I invite our Canadian readers to take a moment to find a quarter. Go on, check your pockets; I’ll wait.
On the flip side of Queen Elizabeth II, you’ll find a stag’s head with a towering set of antlers cantilevered over its powerful neck. This is the noble caribou, Rangifer tarandus.
Right now, holding that coin, you may be as close as you’ll ever come to a caribou. Canada’s icon of the wilderness is in trouble.
North America’s three caribou subspecies—barren ground, Peary, and woodland, the type that live in British Columbia—have experienced serious population declines. The Committee on the Status of Endangered Wildlife in Canada, classes seven regional populations—from the Northern Territories to Quebec to British Columbia—as endangered, threatened, or of special concern. Dawson’s caribou of B.C.’s Queen Charlotte Islands are officially extinct.
Our magazine’s Winter 1998 issue introduced me to B.C.’s mountain caribou, now the target of an urgent provincial recovery strategy. These endangered animals, an ecotype of woodland caribou, live in the humid coniferous forests of the Columbia Mountains, ranging from upper Idaho through the Kootenays and north into the Rocky Mountains east of Prince George. Without intervention, they too could die out.
It took a book about Arctic caribou to awaken me to what we stand to lose here in B.C. In Being Caribou (McClelland & Stewart, 2006), Canadian wildlife biologist Karsten Heuer relates the five-month journey he and filmmaker Leanne Allison made with the Porcupine River caribou in 2003. The newlyweds followed the 123,000-member herd—on foot—between their Yukon winter habitat and their calving grounds in Alaska’s Arctic National Wildlife Refuge (ANWR), a site threatened by oil and gas exploration. Quite the honeymoon.
Heuer’s fascinating account triggered a revelation: If he and Allison were concerned enough about the Arctic’s hundreds of thousands of barren ground caribou to trek 1,500 kilometres, create a book and National Film Board documentary to raise public awareness—why wasn’t I more concerned about B.C.’s 12 dwindling herds of mountain caribou, the last of these animals in the world?
Researchers believe B.C. had 30,000 to 40,000 woodland caribou before Europeans arrived, and perhaps as many as 80,000. Today, there are less than 16,000. That includes the 1,900 remaining mountain caribou—600 fewer than when we published our 1998 article.
Mountain caribou depend on old-growth trees in B.C.’s lush inland temperate rainforest, which supports many species of lichen. While it’s hard to imagine 100- to 180-kilogram adult caribou subsisting on wispy arboreal lichens, that’s exactly what gets these animals through the winter. Their wide, splay-hoofed feet allow them to stand atop deep snowpack and stretch up to nibble the nutritious lichens that grow on century-old trees.
Here’s the good news. The recovery strategy outlined thus far (stakeholder discussions are ongoing, with more announcements expected this spring) will protect 95 percent of the mountain caribou’s winter habitat from logging and road building. This will be achieved through a new allocation of 3,800 square kilometres of forest, combined with existing parks and protected areas: in all, 22,000 square kilometres of caribou range.
How those 3,800 square kilometres are distributed will be crucial. Caribou winter in alpine and subalpine forests, and come down the valleys in spring and late fall. Because their mid- and low-elevation habitat falls within our most accessible timber harvesting areas, these old-growth areas have become increasingly fragmented.
Aided by logging roads and snowmobile tracks venturing deep into the backcountry, wolves and cougars now hunt with ease in areas where the caribou once eluded them. And with harvested forest areas creating new habitat for moose and deer, more predators are being attracted into caribou territory.

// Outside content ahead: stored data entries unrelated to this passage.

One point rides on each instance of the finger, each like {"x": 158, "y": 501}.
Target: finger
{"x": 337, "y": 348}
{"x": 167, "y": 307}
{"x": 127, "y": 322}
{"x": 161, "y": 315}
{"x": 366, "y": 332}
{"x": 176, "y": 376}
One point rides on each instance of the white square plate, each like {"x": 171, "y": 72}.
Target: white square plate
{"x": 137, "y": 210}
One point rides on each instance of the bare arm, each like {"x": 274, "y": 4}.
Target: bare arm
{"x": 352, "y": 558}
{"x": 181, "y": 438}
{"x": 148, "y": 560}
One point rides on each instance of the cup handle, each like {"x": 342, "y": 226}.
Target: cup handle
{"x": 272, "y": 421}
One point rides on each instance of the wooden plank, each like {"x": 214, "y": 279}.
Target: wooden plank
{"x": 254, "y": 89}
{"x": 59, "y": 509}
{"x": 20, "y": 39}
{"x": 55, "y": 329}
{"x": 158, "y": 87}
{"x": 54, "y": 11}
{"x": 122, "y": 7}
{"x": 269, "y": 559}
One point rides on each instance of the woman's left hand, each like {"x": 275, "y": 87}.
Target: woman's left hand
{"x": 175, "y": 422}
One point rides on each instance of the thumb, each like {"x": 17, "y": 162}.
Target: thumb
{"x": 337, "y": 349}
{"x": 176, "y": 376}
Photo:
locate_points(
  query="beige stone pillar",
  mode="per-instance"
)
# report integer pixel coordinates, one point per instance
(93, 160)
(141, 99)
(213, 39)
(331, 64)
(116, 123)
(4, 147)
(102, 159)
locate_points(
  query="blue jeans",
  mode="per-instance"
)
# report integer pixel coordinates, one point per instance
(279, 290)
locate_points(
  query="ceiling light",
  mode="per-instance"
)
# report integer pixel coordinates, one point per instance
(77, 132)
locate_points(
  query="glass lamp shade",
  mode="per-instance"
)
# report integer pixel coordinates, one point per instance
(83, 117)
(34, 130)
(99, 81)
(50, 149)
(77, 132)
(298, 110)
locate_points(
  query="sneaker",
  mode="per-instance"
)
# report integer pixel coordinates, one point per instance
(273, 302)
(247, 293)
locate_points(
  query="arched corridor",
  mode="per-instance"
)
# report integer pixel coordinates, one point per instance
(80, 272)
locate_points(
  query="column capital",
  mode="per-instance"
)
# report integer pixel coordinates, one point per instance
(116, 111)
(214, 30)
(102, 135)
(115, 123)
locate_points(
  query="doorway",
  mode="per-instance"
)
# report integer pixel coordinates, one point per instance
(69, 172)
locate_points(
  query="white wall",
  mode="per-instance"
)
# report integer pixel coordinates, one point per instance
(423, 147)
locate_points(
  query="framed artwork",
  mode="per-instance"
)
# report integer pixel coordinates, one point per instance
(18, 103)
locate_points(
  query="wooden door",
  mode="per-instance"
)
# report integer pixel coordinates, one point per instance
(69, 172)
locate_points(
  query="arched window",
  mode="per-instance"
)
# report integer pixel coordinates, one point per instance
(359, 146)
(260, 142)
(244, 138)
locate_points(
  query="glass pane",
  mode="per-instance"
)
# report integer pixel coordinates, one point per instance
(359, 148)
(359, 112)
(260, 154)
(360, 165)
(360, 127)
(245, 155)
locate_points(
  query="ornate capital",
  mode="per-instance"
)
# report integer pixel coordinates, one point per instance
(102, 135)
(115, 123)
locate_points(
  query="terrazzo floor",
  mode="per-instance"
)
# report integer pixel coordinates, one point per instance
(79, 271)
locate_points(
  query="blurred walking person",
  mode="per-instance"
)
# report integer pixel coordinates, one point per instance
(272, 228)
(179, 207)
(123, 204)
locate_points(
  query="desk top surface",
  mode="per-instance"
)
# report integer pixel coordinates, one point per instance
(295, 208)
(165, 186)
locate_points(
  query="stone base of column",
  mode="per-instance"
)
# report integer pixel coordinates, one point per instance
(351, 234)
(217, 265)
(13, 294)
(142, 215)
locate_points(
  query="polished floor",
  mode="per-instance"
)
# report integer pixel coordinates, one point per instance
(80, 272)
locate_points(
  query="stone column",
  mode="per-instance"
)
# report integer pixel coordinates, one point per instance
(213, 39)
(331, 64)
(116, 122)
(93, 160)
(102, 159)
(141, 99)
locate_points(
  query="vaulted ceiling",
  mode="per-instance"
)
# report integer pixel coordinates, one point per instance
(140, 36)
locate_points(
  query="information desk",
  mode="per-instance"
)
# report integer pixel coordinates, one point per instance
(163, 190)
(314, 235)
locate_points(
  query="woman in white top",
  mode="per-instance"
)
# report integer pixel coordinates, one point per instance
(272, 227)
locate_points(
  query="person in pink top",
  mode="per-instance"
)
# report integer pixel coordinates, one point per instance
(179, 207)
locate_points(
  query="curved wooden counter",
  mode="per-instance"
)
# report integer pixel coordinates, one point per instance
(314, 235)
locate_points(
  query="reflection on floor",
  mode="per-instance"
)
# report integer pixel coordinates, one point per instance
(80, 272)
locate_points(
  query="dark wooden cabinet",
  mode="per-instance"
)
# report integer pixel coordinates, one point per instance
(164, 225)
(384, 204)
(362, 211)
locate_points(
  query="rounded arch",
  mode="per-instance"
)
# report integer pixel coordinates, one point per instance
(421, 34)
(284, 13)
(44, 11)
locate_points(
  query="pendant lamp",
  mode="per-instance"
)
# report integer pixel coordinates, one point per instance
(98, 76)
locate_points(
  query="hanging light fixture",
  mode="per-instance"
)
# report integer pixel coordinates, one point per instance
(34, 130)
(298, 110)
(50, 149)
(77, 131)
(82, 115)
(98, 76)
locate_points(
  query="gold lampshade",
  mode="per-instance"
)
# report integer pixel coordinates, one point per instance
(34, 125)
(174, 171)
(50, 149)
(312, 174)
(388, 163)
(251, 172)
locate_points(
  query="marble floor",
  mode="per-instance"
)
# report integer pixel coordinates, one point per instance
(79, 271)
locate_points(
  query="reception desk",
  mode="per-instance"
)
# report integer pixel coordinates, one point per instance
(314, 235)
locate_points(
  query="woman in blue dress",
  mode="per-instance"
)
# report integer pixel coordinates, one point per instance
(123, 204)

Proposed new guidelines for recreation groups should help reduce snowmobile, helicopter, and ATV disturbance in the caribou’s feeding areas. But biologists agree: the caribou need large, unroaded, unfragmented areas of old forest to survive. Are we willing to be a little more generous with the lower-valley forests we’ve claimed for ourselves, if that’s what it takes to keep these animals alive?
The caribou, that coin-stamp symbol of Canadian wilderness, has become a signal species of habitat imbalance. And in this era of global warming, protection of living, breathing, carbon-cleansing forests may become a new imperative—for what sustains the caribou sustains us, too.